Auto Archiver v6
https://github.com/bellingcat/auto-archiver/
Am not running yet have a problem with idempotency ie when a line fails, it affects all following runs.
Running the docker version
# check to make sure running latest version by running this again
# https://hub.docker.com/r/bellingcat/auto-archiver
docker pull bellingcat/auto-archiver
mkdir secrets
cd secrets
vim orchestation.yaml
# https://github.com/bellingcat/auto-archiver/blob/main/example.orchestration.yaml
old to new
service_account.json (my first gmail account) into secrets\service_account.json - googlesheets read and write
- archivers - put in twitter
- database - gsheet_db
- gsheet_feeder - “AA Demo Main” - the name of the spreadsheet which the service_account.json has access to.
docker run --rm -v $PWD/secrets:/app/secrets -v $PWD/local_archive:/app/local_archive bellingcat/auto-archiver --config secrets/orchestration.yaml
https://www.youtube.com/watch?v=dQw4w9WgXcQ test video using youtube-dlp which downloaded fine
However I’ve got a twitter problem issue 82
Lets try the wacz instead on the twitter one
# create a new profile
# if you get a blank screen, click create profile
# then try again
docker run -p 6080:6080 -p 9223:9223 -v $PWD/crawls/profiles:/crawls/profiles/ -it webrecorder/browsertrix-crawler create-login-profile --url "https://twitter.com/"
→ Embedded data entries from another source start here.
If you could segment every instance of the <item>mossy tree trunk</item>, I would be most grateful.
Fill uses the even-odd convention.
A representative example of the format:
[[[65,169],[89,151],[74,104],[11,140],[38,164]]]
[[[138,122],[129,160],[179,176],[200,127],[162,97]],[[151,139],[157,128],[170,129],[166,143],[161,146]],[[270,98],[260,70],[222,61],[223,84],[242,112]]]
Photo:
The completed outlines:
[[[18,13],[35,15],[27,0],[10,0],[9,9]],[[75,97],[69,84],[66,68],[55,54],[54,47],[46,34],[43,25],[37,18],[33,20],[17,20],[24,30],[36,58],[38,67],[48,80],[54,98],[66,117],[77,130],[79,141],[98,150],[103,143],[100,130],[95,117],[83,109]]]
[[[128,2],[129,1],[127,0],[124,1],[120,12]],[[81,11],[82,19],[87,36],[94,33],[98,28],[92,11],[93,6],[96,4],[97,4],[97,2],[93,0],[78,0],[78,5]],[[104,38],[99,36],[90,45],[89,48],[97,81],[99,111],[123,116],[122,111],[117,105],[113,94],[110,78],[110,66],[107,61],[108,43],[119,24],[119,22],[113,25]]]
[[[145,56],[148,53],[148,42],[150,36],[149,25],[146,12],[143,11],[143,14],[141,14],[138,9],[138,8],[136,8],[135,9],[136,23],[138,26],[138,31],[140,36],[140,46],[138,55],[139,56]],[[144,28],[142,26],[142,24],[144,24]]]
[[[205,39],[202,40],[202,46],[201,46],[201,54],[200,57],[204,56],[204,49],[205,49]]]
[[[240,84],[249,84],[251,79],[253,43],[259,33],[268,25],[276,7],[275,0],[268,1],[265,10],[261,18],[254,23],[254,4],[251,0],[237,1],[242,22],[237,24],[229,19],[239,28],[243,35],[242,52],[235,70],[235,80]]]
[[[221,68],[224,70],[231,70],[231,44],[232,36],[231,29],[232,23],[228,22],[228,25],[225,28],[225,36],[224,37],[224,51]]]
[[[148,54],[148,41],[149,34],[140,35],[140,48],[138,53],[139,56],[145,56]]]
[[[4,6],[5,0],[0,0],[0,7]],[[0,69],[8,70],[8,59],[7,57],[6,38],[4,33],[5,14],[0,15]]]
docker run -p 6080:6080 -p 9223:9223 -v $PWD/crawls/profiles:/crawls/profiles/ -it webrecorder/browsertrix-crawler create-login-profile --url "https://facebook.com/"
- profile.tar.gz has to be in secrets
WACZ
However I couldn’t get wacz to work - just kept timing out. issued 86 is now fixed as of 25th Aug 2023.
The replayweb.page doesn’t work for some reason
https://replayweb.page/ - works when I download the wacz and upload here
Direct paste into this UI doesn’t work, nor does the direct link eg
https://testhashing.fra1.cdn.digitaloceanspaces.com/https-twitter-com-dave-mateer-status-1505876265504546817/1c834bb7-e8b6-4e.wacz
https://replayweb.page/?source=https%3A//testhashing.fra1.cdn.digitaloceanspaces.com/https-twitter-com-dave-mateer-status-1505876265504546817/1c834bb7-e8b6-4e.wacz#view=pages&url=https%3A//twitter.com/dave_mateer/status/1505876265504546817
Twitter API
The paid API works well.
Local Version Install
# 23.1.2 on python 3.10
pip --version
# 23.2.1 now on 23rd Aug 2023
pip install --upgrade pip
pipenv install
pipenv run python -m src.auto_archiver --config secrets/orchestration.yaml
Google Drive Upload
I’d like the folder name to be the same as the entry name eg DM_001
- and I don’t think the code can do that yet.
Debug v6 python
attempted relative import with no known parent package
hmm how to debug? when I have relative imports here
The trick is to use the module
directive instead of program
in vscode launch.json
{
"name": "AA Demo Main (davemateer@gmail)",
"type": "python",
"request": "launch",
// "program": "src/auto_archiver",
"module": "src.auto_archiver",
"console": "integratedTerminal",
"justMyCode": true,
"args": ["--config","secrets/orchestration.yaml"]
}
Thoughts
Naming structure on folders is not good - I want it to be the entry number eg DM-001
. This is possible!
Multiple storages not really supported as just writes multiple into the spreadsheet
S3 buckets work well as get image previews in spreadsheet. And the Archive location is handy
Annoying can’t serve html from Gdrive
https://www.labnol.org/google-drive-image-hosting-220515 - you can service public images directly from google drive now.
wacz_enricher
don’t use this at the moment as bug where if it fails, it kills the rest of the run see FB video to Telegram in my test suite
wacz runs browsertrix-crawler running locally - well it uses Docker.. but this does work. WACZ extract_media flag is set.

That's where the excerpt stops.